Inspiration from the Masters of Film

One of the most amazing things about learning the art of Cinematography, is that you can easily access the works of the masters by simply watching their films.  That's why we have compiled a list of some of our favorites movies.  We suggest that you watch these films in a different way.

 

1.  Watch these films with sound, and then watch them again silently.  Watching a film without sound forces you to pay close attention to the visual details.

 

2.  Watch the scenes that are most powerful to you over and over again.  What makes them so impactful?

 

While watching scenes without sound over and over again, start asking yourself the following questions:

 

1.  What is the shot sequence of the scene?  Did they start with an establishing shot or something unexpected?  How do the following shots connect together?  Which shot was the most powerful and why?

 

2.  How is the scene lit?  Are the light sources motivated by natural light?  Where do you imagine the lights are placed off camera?  Are the lighting sources soft or hard?  What is purposely being lit in he scene and what areas are being left in shadow?

 

3.  How does the overall look of the scene compliment what is going on in the story?

 

4.  How important are reaction shots of the actors in the scene?

 

5.  What kind of cutaway shots that are not of the actors used in the scene?  Why were those extra shots added to the sequence?

 

6.  Is the camera moving?  What emotional impact do the moves create?  How could you replicate these camera moves in your own films?
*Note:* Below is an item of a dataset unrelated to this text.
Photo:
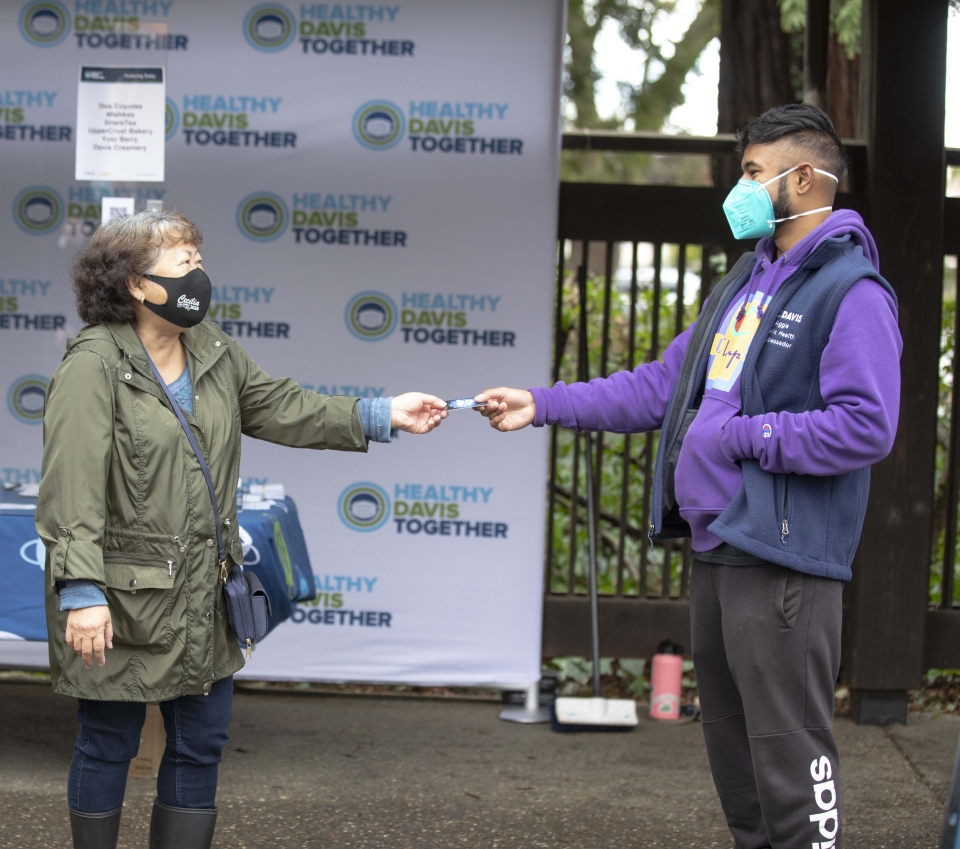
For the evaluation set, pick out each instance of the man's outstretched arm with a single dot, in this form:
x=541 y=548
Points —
x=626 y=402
A Different Way for Filmmakers to Watch Films

"I can’t think how anyone can become a director without learning the craft of Cinematography."

 

- Gus Van Sant

Some of our Favorite Films for Cinematographers

The Fall - Colin Watkinson

 

Pan's Labyrinth - Guillermo Navarro

 

The Shawshank Redemption - Roger Deakins

 

Amelie - Bruno Delbonell

 

Seven - Darius Khondjii

 

Dark City - Dariusz Wolski

 

Life of Pi - Claudio Miranda

 

The Tree of Life - Emmanuell Lubezki

 

Schindler's List - Janusz kaminski

 

GoodFellas - Michael Ballhaus

 

Road to Perdition - Conrad L. Hall

 

Hugo - Robert Richardson

 

2001: A Space Odyssey - Geoffrey Unsworth

 

Apocalypse Now - Vittorio Storaro

 

Star Wars:  The Empire Strikes Back - Peter Suschitzky

 

The Matrix - Bill Pope

 

Citizen Kane - Gregg Toland

 

Fear and Loathing in Las Vegas - Nicola Pecorini

 

The Dark Knight - Wally Pfitser

 

The Machinist - Xavi Giménez

A Different Way for Filmmakers to Listen to Films

Strong visuals play a huge roll in the emotional impact of a film, but powerful imagery is only half of the equation.  Sound in a film is as equally important.  We suggest listening to movies in a different way to focus on how sound is used to enhance a film.  Below, we have compiled a list of some of our favorite films that effectively use sound to tell a compelling story (many of these films have won the Academy Award for Best Sound Editing or Mixing).

INCEPTION

 

GRAVITY

 

MAD MAX

 

THE HURT LOCKER

 

THE LORD OF THE RINGS : THE TWO TOWERS

 

THE GIRL WITH THE DRAGON TATTOO

 

GLADIATOR

 

SAVING PRIVATE RYAN

 

TITANIC

 

APOLLO 13

 

SKYFALL

 

THE BOURNE ULTIMATUM

 

U-571

 

TERMINATOR 2: JUDGMENT DAY

 

ALIENS

 

JURASSIC PARK

 

BIRDMAN

 

AMERICAN SNIPER

 

INTERSTELLAR

 

ZERO DARK THIRTY

Watch these films like you normally would and then listen to them again with your eyes closed.  We suggest listening with high quality headphones or in a room with surround sound speakers.  Chances are, you will notice things in the audio that you did not notice before.

 

Listen to the scenes that are most powerful to you over and over again and ask yourself the following questions:

 

1.  What sound in the scene was captured on location (dialogue)?

 

2.  What sound effects were added to the scene (explosions)?

 

3.  How was music used to enhance the scene?

 

4.  Was silence used in the scene?

 

5.  Was Foley, the reproduction of everyday sound effects, used in the scene (footsteps, squeaky doors,  etc.).

 

6.  How is the sound mixed (the balance of the above sound elements)?  Which audio elements were at a normal level, which ones were low in the mix and which ones were very loud?

 

7.  Finally, how did all of these audio elements aid the story and emotional impact of the scene and how can you use sound in a similar way to enhance your film?